Usage#

The fundamental data structures and API provided by giglib intentionally mirror that of tskit (which makes it easy e.g. to initialise a GIG from an msprime-simulated tree sequence 🎉). Nevertheless, there are a number of terminological and implementation differences, an incomplete list of which are below:

API differences#

  • Iedges Intervals in a GIG as defined by giglib are stored in the iedges table, which has a parent_left and child_left column rather than a simple left column as in tskit (and similarly for right). We use the term iedge rather than simply edge to indicate that this is a denormalised table that contains an interval (i) as well as the parent and child coordinates that represent an edge in the graph. That means a single graph edge can be represented by multiple disjoint intervals in the iedges table.

  • Tables and Graphs giglib provides a Tables and Graph class, corresponding to TableCollection and TreeSequence classes in tskit. Thus to create a GIG from scratch, you do gig = tables.graph()

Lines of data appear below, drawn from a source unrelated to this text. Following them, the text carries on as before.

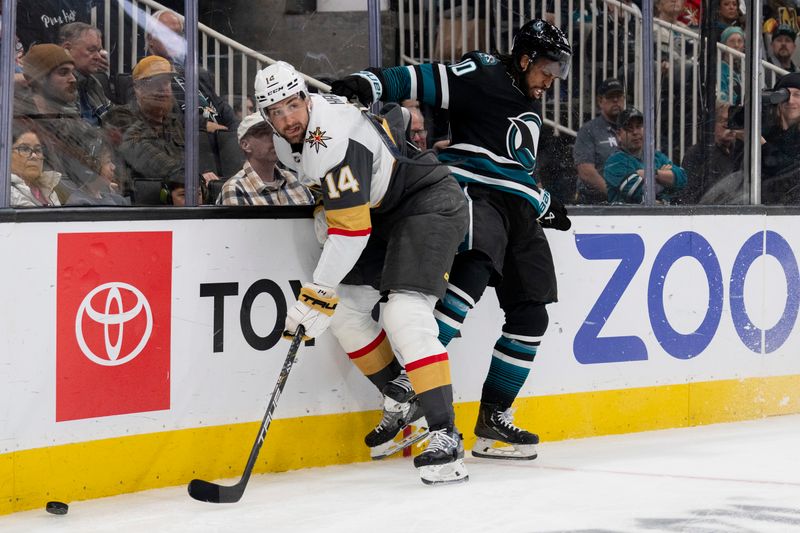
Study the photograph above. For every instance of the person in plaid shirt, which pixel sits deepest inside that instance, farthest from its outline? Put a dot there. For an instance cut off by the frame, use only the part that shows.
(261, 181)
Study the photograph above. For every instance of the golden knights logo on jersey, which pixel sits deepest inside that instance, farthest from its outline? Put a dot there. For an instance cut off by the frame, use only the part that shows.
(317, 138)
(522, 138)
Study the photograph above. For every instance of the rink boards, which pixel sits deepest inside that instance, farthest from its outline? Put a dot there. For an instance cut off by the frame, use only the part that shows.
(140, 354)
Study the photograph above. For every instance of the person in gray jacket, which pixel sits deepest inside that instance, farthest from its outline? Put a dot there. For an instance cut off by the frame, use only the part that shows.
(84, 42)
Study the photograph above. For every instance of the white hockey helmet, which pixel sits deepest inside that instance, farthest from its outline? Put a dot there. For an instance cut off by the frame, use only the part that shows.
(277, 82)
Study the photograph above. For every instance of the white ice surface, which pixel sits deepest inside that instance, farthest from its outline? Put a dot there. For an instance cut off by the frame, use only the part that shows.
(738, 477)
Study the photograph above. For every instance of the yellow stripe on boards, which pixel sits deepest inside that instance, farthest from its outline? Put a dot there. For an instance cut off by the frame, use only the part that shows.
(70, 472)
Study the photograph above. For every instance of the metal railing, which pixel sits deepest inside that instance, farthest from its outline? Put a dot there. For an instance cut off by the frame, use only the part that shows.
(226, 60)
(606, 36)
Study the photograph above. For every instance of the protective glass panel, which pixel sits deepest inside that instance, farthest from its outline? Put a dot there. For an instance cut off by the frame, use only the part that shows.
(323, 40)
(581, 114)
(104, 110)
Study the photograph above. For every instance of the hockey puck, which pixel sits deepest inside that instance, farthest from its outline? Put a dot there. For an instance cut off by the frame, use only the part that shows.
(56, 507)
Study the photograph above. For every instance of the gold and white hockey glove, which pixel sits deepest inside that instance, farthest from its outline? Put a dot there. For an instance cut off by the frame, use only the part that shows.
(313, 310)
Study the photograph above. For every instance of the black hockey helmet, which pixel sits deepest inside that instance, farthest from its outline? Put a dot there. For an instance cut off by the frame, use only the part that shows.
(537, 39)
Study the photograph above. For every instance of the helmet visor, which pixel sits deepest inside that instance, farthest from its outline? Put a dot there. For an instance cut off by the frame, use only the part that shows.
(559, 64)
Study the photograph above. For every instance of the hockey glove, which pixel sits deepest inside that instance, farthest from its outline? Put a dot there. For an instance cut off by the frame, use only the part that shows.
(555, 216)
(365, 86)
(313, 310)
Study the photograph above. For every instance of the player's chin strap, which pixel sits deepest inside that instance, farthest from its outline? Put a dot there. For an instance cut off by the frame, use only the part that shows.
(265, 115)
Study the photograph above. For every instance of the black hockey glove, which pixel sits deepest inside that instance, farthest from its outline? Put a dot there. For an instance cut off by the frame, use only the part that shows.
(366, 86)
(556, 216)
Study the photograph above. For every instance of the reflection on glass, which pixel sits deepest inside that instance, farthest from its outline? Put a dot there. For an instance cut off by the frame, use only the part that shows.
(91, 115)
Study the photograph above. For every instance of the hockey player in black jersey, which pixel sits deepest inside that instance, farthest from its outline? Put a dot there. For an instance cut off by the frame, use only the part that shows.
(495, 124)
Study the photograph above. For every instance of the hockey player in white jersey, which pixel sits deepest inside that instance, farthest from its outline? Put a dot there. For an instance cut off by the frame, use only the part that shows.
(394, 225)
(494, 103)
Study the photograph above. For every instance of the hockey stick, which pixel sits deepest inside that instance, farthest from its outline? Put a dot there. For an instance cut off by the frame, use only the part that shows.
(205, 491)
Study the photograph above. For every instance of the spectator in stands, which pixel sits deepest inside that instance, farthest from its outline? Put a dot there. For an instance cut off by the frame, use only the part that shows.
(778, 12)
(51, 101)
(261, 181)
(84, 42)
(729, 14)
(100, 187)
(418, 131)
(731, 66)
(783, 46)
(173, 192)
(596, 141)
(691, 13)
(624, 170)
(779, 153)
(164, 37)
(153, 145)
(705, 169)
(31, 185)
(667, 39)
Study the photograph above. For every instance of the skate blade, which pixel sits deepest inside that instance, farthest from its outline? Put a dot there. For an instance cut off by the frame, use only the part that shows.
(383, 451)
(488, 449)
(445, 474)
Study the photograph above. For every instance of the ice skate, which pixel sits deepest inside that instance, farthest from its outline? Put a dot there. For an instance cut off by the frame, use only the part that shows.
(495, 427)
(442, 462)
(401, 409)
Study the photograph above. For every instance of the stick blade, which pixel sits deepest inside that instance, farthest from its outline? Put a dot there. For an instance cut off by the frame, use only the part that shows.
(206, 491)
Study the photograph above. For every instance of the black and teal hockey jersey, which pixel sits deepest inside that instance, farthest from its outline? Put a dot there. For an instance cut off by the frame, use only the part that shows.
(494, 127)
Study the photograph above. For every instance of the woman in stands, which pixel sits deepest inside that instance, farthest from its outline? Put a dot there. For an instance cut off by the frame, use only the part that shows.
(31, 185)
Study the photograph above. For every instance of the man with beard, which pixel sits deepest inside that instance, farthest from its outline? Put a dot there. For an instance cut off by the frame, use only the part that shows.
(50, 101)
(153, 145)
(724, 159)
(624, 170)
(783, 47)
(596, 141)
(84, 43)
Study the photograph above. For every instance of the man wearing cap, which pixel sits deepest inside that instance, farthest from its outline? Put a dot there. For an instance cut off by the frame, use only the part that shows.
(50, 100)
(153, 146)
(596, 141)
(624, 170)
(261, 181)
(783, 46)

  • Chromosomes The API includes the possibility of having genetic material on different chromosomes. This is implemented using two extra columns in the iedges table (see https://github.com/hyanwong/giglib/issues/11 for the rationale)

  • Object access Information stored in GIG tables can be accessed using square brackets, and the len() function should work, so the canonical usage looks like gig.nodes[0], len(gig.nodes), and [u.id for u in gig.nodes] rather than the equivalents in tskit (ts.node(0), ts.num_nodes, and [u.id for u in ts.nodes()]. Similarly, we use gig.sample_ids (no braces) rather than ts.samples().

  • Internal iedge order The iedges in a GIG are sorted such that all those for a given child are adjacent (rather than all edges for a parent being adjacent as in tskit). Moreover, iedges are sorted in decreasing order of child time, so that edges with more recent children come last. Since edges for a given child are adjacent, child intervals for those edges cannot overlap. Edges for a given child are ordered by left coordinate, which helps algorithmic efficiency. The internal gig.iedge_map_sorted_by_parent array indexes into iedges in the order expected by tskit.

  • No .trees() iterator See above: the meaning of a “local tree” is unclear in a GIG, so implementing the equivalent of the fundamental tskit .trees() method is likely to require substantial theoretical work.

  • Algorithms on tables Unlike tskit, some fundamental algorithms such as find_mrca_regions and sample_resolve (a basic type of simplify) can be run directly on a set of tables. For this to work, the tables need to conform to certain validity criteria. Substantial additional functionality has been incoporated into the tables objects, so that table rows (especially for iedges) can be validated on calling table.add_row(), according to certain validity flags (see the ValidFlags class in constants.py). This allows use of the GIG structure during generation of the tables, without having the substantial overhead of continually having to freeze them into an immutable graph. This makes forward simulation feasible.

  • Other stuff More differences should be noted here!

Examples#

As with a tskit tree sequence, a GIG is immmutable, so to create one from scratch you need to make a set of Tables and freeze them using the .graph() method (which gives opportunity to cache and index important stuff):

import giglib as gigl

tables = gigl.Tables()
tables.nodes.add_row(0, flags=gigl.NODE_IS_SAMPLE)
tables.nodes.add_row(1, flags=0)
# Add an inversion
tables.iedges.add_row(
    parent=1, child=0, child_left=0, child_right=1, parent_left=1, parent_right=0
)
gig = tables.graph()
assert len(gig.nodes) == 2
assert len(gig.iedges) == 1
assert len(gig.samples) == 1
assert gig.iedges[0].is_inversion()

Simulations#

Examples of code that runs simulations are provided in the test suite. Currently they are based on a relatively simple extension of the boilerplate forward-simulation code in the tskit forward-time simulation tutorial. The important difference is that the find_mrca_regions method is used to locate breakpoints for recombination.

For more details the sim.py file is a convenience wrapper that links out to other files containing simulation code. Currently only forward simulation code is provided. Nevertheless, it is conceptually general enough to form the basis of a pangenome simulator (this would however require substantial effort in fixing reasonable parameters before realistic-looking pangenomes could be created).